Another weekend, another victory for Barcelona, another Lionel Messi hat-trick.
Barcelona's Lionel Messi is more than just a team player
Another weekend, another victory for Barcelona, another Lionel Messi hat-trick. Atletico Madrid were the vanquished visitors in front of another huge 90,000-plus crowd at Camp Nou on Saturday, with Messi again taking the plaudits to fire Barca to a 3-0 victory.
Barca fans are used to brilliance, but none have seen what they are watching now on such a consistent basis. There is a predictability to this side's power; fans arrive duly expecting to see every visiting team slain by a flurry of goals.
Cules (the fans) do not get behind the players because they do not need to - the team do all the work and the crowd has taken to performing Mexican waves on a weekly basis.
Barca are a team packed with stars and Spanish World Cup winners. They are confident without being arrogant. They do not brush away talk of winning the treble this season because they firmly believe they can do it. And with Messi in their midst, who can blame them?

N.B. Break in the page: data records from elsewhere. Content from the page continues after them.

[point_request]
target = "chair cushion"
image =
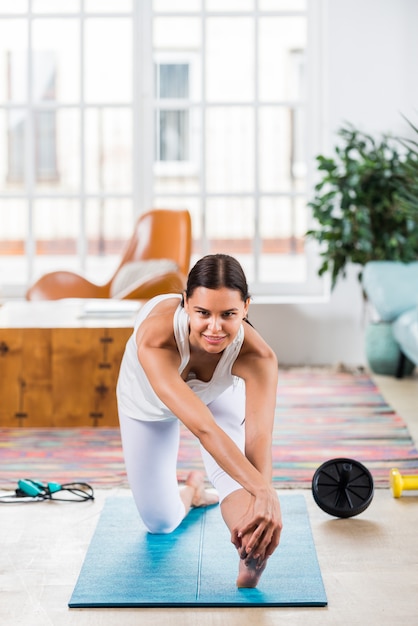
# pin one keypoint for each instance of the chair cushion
(391, 287)
(140, 271)
(405, 330)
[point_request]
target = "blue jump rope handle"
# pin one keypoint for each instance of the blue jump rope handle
(34, 488)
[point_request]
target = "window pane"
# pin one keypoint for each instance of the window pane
(109, 225)
(229, 5)
(230, 59)
(14, 227)
(108, 145)
(12, 149)
(173, 139)
(178, 7)
(52, 6)
(17, 6)
(283, 5)
(282, 165)
(282, 225)
(55, 60)
(57, 150)
(102, 6)
(281, 60)
(172, 80)
(13, 60)
(104, 80)
(230, 229)
(177, 33)
(56, 224)
(13, 232)
(230, 149)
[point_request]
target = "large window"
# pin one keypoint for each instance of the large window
(109, 107)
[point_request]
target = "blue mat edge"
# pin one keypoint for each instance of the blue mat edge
(247, 595)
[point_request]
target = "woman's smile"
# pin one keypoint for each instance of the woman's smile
(215, 317)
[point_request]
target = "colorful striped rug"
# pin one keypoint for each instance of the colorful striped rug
(320, 415)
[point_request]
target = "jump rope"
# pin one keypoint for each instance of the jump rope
(35, 491)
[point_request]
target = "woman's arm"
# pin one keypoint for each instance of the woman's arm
(258, 366)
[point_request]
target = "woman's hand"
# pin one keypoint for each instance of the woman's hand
(257, 534)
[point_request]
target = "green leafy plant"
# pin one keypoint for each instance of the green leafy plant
(366, 203)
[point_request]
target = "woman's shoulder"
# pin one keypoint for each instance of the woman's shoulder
(156, 329)
(254, 346)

The television highlights programmes from Saturday will show Messi's goals, the deft touches with his new luminous orange football boots.
They might show him making surging runs behind the Atletico defence, but to illustrate his all-round prowess, they should show how he out jumped the opposing defence to power a header towards the visiting goal.

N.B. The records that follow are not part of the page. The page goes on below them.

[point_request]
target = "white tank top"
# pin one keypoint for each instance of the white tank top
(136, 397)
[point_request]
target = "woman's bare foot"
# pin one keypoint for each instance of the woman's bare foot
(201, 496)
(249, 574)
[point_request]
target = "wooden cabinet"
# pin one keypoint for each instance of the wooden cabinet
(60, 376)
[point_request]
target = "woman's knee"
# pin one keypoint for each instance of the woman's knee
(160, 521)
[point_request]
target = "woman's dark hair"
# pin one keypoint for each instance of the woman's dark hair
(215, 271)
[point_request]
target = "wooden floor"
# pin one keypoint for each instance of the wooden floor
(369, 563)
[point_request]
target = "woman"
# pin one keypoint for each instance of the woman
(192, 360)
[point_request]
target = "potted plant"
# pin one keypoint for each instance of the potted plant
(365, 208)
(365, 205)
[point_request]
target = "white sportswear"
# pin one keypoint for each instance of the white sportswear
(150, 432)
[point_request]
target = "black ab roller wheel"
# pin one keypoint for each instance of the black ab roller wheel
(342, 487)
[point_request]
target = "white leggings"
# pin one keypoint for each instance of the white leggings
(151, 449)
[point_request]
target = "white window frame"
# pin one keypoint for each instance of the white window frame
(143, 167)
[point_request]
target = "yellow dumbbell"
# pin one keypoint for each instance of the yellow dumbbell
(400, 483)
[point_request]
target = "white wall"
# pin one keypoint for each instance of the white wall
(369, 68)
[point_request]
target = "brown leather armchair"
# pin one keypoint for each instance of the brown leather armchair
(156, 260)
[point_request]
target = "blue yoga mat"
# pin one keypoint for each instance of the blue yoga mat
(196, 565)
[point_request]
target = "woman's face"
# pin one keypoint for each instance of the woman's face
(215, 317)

Or how he sprinted back from the half-way line to the edge of his own 18-yard-box and won the ball from Sergio Aguero and the Brazilian Filipe, before dribbling out of danger.
Aguero, Messi's hugely talented Argentine international teammate, was made to look a fool. Maybe Messi, whose relationship with his countrymen and his performances for the national team have long been under scrutiny, was trying to prove a point.

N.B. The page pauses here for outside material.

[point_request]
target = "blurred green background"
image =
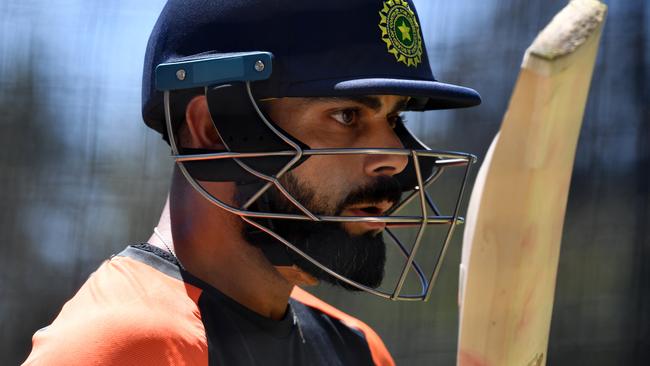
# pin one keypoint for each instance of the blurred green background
(81, 177)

While at Barca, Samuel Eto'o maintained that attack was the first line of the defence. The current team are magical exponents of that theory, but they are not all expected to run back to their own box as Messi did.
Barca's No 10 has now scored 24 league goals from 19 starts this season. In just half the 38 league games, he has already netted a figure which would have been enough to lift the Pichichi - Spain's top scorer award - in three different seasons since the Millennium.
His own 34 league-goal record for last term - the same tally which Ronaldo, the Brazilian forward, managed during one prolific season at Barca in 1996/97 - is under threat. As is the league's 38-goal record, held jointly by the legendary Athletic Bilbao striker Telmo Zarra and Hugo Sanchez, the former Real Madrid frontman.
Zarra, the Basque, was Spain's top scorer on six occasions between 1945 and 1953 and managed 38 goals in 1950/51. The only other player to hit 38 was Real Madrid's Sanchez, from Mexico, in 1989/90 and it is from Real's ranks that Messi's greatest challenge comes this season.
Another Ronaldo - Cristiano - Real's Portuguese talisman, has scored 25 so far and netted twice in the 4-1 triumph over Real Sociedad at the Bernabeu on Sunday. The pair are a massive 11 clear of Barca's David Villa in third.
Five of Ronaldo's strikes were penalties to Messi's two, but Messi is far more than a goal-scorer. He has made more assists (14) than any of his teammates and more than twice Ronaldo's six. He is a team player in every sense of the word, someone who teammates admire and respect rather than envy and seek to emulate.
His partnership with Villa is only five months old, but it is devastatingly effective, with the less lauded Spaniard more likely to cut inside from the wing and shoot, while many of Messi goals come from more central positions.
Barca can also hit from either side of the pitch, with Pedro on the other wing. Backed up by a peerless midfield, it is obvious why they are clear favourites to win every competition they have entered this season.